Wolfram Computation Meets Knowledge

Wolfram Summer School


Alexander Outkin

Technology and Innovation

Class of 2018


Dr. Alexander Outkin is a principal member of technical staff at the Sandia National Laboratories. He has done original work in game-theoretic, mathematical and agent-based modeling in cyber security, moving target defense, financial markets, energy and economics. Alexander studied theoretical physics at Moscow State University and the Russian Academy of Sciences before receiving his PhD in economics with a specialization in game theory from Virginia Tech. He has worked as a technical staff member at Los Alamos National Laboratory. His earlier work in agent-based and microstructure modeling of the NASDAQ stock market and of the individual market-making strategies resulted in successfully predicting fundamental changes to the market structure and strategies ahead of decimalization, as well as in a book written with Vince Darley, titled A NASDAQ Market Simulation: Insights on a Major Market from the Science of Complex Adaptive Systems, published by World Scientific Publishing in 2007.

Computational Essay

Teaching Game Theory to Kids and Limits of Prediction »
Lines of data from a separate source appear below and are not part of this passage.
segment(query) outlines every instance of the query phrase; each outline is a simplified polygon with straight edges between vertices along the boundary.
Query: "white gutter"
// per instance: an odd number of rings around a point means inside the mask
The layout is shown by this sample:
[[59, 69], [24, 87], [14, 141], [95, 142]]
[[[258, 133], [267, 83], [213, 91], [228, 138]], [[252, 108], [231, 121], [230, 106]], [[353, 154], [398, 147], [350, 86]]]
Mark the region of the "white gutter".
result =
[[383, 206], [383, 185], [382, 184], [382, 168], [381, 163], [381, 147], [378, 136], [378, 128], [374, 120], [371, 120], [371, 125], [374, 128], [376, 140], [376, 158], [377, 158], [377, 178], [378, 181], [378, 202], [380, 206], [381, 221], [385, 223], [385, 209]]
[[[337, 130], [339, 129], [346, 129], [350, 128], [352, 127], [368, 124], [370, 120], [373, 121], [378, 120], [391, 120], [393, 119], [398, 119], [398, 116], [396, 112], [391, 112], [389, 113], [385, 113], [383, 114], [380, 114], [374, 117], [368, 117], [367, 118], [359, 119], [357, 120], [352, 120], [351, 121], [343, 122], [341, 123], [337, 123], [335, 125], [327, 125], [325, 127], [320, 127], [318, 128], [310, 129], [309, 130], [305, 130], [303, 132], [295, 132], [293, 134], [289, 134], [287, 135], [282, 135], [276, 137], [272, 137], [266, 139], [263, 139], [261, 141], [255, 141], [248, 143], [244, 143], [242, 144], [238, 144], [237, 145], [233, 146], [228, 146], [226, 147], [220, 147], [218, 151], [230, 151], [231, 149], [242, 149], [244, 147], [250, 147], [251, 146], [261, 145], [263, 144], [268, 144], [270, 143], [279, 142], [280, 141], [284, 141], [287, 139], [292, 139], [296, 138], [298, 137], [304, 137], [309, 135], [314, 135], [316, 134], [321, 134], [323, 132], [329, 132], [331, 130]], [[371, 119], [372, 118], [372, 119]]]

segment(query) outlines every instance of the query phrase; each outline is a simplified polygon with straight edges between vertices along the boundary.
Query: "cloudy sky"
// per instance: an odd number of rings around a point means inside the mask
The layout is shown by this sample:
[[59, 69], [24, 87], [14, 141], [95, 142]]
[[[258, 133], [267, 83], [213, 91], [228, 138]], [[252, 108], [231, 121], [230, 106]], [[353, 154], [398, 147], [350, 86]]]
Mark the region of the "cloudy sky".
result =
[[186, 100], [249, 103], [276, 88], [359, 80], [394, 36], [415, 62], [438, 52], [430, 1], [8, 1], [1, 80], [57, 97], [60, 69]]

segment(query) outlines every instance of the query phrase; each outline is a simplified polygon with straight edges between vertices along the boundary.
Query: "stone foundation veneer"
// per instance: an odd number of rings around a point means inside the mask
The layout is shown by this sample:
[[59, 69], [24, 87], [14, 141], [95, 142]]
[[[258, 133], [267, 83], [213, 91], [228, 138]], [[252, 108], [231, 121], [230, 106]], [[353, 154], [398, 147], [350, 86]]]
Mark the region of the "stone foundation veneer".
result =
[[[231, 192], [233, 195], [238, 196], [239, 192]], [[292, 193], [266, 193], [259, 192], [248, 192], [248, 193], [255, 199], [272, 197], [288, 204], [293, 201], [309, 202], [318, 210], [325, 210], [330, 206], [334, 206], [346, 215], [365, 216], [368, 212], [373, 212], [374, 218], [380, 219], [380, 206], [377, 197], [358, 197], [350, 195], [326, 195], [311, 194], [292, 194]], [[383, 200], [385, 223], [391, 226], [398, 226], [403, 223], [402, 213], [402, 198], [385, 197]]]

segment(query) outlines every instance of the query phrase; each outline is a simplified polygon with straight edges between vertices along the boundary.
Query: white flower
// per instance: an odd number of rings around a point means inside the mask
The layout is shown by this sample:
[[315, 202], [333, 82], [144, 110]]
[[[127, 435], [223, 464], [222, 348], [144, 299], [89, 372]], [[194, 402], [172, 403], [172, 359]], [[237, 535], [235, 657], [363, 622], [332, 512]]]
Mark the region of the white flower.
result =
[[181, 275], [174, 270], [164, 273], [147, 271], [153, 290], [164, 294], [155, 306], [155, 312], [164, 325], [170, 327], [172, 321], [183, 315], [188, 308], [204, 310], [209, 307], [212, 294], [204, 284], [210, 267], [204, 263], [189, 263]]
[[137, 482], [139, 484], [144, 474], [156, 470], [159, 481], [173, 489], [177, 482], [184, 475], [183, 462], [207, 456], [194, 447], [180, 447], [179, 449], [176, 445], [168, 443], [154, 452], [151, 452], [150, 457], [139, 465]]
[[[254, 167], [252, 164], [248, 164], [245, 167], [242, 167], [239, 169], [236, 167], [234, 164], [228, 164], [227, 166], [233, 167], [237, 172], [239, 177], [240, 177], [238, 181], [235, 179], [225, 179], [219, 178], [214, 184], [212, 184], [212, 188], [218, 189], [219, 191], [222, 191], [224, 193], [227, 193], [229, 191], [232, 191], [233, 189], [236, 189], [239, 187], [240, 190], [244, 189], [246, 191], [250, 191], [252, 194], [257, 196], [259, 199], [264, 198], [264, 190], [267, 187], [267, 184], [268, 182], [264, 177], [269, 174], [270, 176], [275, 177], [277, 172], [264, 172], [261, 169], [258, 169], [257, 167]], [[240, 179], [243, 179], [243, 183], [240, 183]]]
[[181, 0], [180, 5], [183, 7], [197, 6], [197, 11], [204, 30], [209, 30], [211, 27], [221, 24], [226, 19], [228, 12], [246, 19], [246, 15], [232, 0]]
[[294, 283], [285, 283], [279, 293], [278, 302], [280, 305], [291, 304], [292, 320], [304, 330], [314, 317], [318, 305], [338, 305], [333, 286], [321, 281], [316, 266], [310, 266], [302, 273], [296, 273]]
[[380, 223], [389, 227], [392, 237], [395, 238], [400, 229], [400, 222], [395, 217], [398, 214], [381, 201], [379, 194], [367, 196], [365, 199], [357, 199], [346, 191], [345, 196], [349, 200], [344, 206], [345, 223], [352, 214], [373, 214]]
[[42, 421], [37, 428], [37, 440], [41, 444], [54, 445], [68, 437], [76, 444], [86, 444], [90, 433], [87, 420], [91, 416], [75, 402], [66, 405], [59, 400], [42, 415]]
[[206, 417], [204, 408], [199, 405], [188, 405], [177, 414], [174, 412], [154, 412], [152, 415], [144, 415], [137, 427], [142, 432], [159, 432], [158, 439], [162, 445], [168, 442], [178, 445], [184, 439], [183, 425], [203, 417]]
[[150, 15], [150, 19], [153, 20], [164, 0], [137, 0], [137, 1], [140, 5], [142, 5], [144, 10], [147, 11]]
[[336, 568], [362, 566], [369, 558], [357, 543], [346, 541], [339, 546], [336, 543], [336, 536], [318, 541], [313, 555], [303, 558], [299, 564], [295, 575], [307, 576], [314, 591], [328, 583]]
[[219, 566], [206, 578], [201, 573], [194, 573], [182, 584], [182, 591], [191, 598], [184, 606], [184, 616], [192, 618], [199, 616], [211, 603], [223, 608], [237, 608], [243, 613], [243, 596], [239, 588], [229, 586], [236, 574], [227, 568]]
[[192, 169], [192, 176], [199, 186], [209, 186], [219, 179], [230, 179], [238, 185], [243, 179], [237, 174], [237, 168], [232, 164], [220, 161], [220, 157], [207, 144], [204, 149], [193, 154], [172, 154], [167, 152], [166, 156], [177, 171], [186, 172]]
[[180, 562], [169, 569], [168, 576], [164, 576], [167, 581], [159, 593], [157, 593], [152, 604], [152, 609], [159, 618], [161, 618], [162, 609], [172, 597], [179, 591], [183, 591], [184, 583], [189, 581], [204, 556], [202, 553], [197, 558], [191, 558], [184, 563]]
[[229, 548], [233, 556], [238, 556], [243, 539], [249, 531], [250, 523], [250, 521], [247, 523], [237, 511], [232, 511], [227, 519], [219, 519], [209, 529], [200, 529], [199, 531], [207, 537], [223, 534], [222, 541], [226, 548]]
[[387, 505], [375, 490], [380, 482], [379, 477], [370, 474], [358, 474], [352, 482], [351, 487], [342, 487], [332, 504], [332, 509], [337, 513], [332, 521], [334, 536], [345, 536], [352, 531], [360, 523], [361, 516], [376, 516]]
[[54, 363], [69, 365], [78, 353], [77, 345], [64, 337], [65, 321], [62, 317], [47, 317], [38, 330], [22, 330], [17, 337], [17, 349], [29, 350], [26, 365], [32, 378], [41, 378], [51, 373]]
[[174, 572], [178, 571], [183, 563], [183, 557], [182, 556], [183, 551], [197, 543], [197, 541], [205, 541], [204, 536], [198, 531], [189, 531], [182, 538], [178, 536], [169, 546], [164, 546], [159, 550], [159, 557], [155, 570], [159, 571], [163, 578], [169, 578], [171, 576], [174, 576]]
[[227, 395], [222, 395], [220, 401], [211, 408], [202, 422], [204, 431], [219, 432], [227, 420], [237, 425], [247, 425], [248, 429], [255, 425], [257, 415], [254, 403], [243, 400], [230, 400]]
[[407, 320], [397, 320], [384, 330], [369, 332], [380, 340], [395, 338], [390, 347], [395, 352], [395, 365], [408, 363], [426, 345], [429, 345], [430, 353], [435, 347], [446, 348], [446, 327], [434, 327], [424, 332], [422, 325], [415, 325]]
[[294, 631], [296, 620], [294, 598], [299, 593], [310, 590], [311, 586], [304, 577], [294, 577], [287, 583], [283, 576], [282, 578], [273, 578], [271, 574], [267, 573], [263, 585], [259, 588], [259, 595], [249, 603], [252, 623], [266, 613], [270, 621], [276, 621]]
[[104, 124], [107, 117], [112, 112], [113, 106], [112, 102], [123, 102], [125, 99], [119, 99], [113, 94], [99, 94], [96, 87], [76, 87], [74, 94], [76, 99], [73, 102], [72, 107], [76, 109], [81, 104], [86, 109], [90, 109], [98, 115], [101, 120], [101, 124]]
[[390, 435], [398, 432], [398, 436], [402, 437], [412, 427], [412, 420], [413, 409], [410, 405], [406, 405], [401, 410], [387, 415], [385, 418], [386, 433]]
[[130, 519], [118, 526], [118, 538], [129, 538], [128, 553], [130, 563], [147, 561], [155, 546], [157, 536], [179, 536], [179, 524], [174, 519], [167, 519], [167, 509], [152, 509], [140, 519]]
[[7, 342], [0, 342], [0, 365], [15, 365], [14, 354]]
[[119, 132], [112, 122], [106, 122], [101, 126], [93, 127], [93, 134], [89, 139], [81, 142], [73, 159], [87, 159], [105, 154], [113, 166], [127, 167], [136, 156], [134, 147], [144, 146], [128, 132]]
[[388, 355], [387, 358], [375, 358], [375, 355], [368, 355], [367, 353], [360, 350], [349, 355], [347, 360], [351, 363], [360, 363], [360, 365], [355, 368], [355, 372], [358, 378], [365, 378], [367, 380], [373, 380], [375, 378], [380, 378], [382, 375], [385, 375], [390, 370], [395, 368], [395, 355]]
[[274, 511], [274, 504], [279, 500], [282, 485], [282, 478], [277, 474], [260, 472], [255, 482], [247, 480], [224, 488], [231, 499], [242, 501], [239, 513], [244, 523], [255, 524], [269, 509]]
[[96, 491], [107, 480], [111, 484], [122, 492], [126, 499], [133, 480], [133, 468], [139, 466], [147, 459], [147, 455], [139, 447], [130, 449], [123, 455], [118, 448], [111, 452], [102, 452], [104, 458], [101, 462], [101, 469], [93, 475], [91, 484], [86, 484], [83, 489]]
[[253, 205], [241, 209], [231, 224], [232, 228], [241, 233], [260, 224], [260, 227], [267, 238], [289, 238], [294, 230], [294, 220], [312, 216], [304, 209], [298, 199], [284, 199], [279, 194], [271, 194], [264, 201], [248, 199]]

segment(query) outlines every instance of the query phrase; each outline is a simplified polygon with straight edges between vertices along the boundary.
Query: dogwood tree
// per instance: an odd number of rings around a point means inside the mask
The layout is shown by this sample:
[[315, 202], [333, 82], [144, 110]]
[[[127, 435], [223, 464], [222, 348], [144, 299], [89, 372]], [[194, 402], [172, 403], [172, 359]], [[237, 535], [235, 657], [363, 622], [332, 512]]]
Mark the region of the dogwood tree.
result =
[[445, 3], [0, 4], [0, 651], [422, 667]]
Project: Algorithm Development for a Maximally Stable, Time-Dependent Graph Layout


Develop foundations for understanding, layout and display of time-dependent graphs. Preserve or develop the ability to understand the graph and the changes to it across the timeline. Take into account discontinuous graph structure or node or edge changes.

Main Results in Detail

  • 1. Developed a prototype algorithm for 3D representation of time-dependent graphs evolving according to a rule from A New Kind of Science (Wolfram, 2002, p. 513).
  • 2. Developed a general maximally stable, time-dependent graph layout problem and algorithm outline for graphs with different evolution rules reflecting different science or application areas. A standard 2D layout is limited in how much it helps understanding the changes, in particular across different graph iterations. The following operations were performed to enable informative 3D display: transform vertex coordinates based on vertex relative position in an individual graph and the evolving graphs timeline, center the graphs, create edges between ancestor and successor nodes and restore coordinates.

Future Work

  • 1. Improve 3D graph “untangling.”
  • 2. Incorporate the evolution rules explicitly into the 2D and 3D generation and display.
  • 3. Enable context-specific aggregation and disaggregation.
  • 4. Enable virtual reality display.
  • 5. Represent history and future changes in extended-form games.